At Apple's all-night iPhone launch party in Beijing, there were none of the day-long lines seen in New York, London, or Paris. According to the Financial Times, the Chinese iteration of the iPhone, which went on sale on October 30, has stirred the interest of only 11.7 of Chinese cell phone users, according to one survey.


The device is poised for relatively flat sales in the world's largest mobile market thanks to its hefty pricetag: between $880 and $1,170 USD, depending on the model, in a nation where $3,000 is the mean annual salary.
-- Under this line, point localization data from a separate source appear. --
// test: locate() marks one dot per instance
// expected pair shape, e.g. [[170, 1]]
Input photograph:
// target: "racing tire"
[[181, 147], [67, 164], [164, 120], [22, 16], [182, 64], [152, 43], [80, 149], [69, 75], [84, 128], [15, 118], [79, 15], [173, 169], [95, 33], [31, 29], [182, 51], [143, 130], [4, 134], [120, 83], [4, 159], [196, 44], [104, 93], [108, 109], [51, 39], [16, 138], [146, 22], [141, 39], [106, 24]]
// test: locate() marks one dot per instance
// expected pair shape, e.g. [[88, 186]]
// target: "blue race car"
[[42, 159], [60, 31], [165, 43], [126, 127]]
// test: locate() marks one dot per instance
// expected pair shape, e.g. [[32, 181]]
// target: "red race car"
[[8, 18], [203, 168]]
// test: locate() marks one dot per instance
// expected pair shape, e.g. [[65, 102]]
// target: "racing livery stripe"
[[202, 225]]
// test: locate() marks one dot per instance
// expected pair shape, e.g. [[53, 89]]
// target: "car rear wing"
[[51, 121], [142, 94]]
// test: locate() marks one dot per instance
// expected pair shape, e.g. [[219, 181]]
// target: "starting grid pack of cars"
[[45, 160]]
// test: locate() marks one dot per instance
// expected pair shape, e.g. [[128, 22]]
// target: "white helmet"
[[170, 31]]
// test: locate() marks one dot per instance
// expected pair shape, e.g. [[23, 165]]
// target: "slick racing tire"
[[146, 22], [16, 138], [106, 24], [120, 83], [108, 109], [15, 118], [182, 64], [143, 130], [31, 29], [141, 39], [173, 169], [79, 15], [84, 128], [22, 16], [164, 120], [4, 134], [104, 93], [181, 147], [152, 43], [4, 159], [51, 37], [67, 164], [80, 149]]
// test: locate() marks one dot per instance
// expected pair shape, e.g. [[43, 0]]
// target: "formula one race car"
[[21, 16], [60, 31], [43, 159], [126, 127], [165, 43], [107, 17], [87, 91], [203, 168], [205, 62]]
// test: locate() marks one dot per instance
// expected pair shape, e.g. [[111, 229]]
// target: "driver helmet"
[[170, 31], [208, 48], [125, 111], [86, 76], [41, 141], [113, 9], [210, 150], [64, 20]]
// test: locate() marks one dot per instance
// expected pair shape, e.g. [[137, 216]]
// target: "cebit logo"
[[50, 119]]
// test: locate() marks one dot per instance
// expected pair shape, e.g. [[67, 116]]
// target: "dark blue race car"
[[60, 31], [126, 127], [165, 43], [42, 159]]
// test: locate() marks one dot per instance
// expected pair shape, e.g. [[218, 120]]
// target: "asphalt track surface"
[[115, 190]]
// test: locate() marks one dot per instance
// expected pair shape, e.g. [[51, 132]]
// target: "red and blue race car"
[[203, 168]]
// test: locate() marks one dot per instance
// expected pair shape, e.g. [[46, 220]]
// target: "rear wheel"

China Unicom, Apple's partner there and the country's second-largest cell carrier, has chosen not to subsidize the handset as much as companies like O2 in Europe and AT&T in the U.S. Buyers will also be discouraged to find that due to a regulatory snafu, the Chinese iPhone has no WiFi.

So-called "gray market" iPhones abound, brought from Hong Kong and other adjacent countries at about half the price, further reducing the iPhone's potential buyer base. ShanghaiDaily reports that China Unicom has a sales goal of only 5 million iPhones in a nation of over 700 million cell-phone users.

Further hurting the iPhone's appeal in China is its closed-source approach to software. China Unicom will be running its own app store independent of Apple's, so all the apps that western users have come to know and love won't be available on the iPhone in China. Furthermore, as GigaOm notes, Chinese buyers are more likely to respond to open-source solutions that are more easily hacked to obviate government censorship.

Should Android gain traction in the East, it might help funnel much-needed development dollars into the platform. Right now, most smartphone development is focussed on the iPhone OS, which boasts about 70 million users, and only secondarily on iPhone. Since localizing for language has become easy—many iPhone developers have had bi-lingual users offer translations for free—American and European developers might bring more enthusiasm to Android development if it catches on in China, banking on a big Chinese audience for a payoff.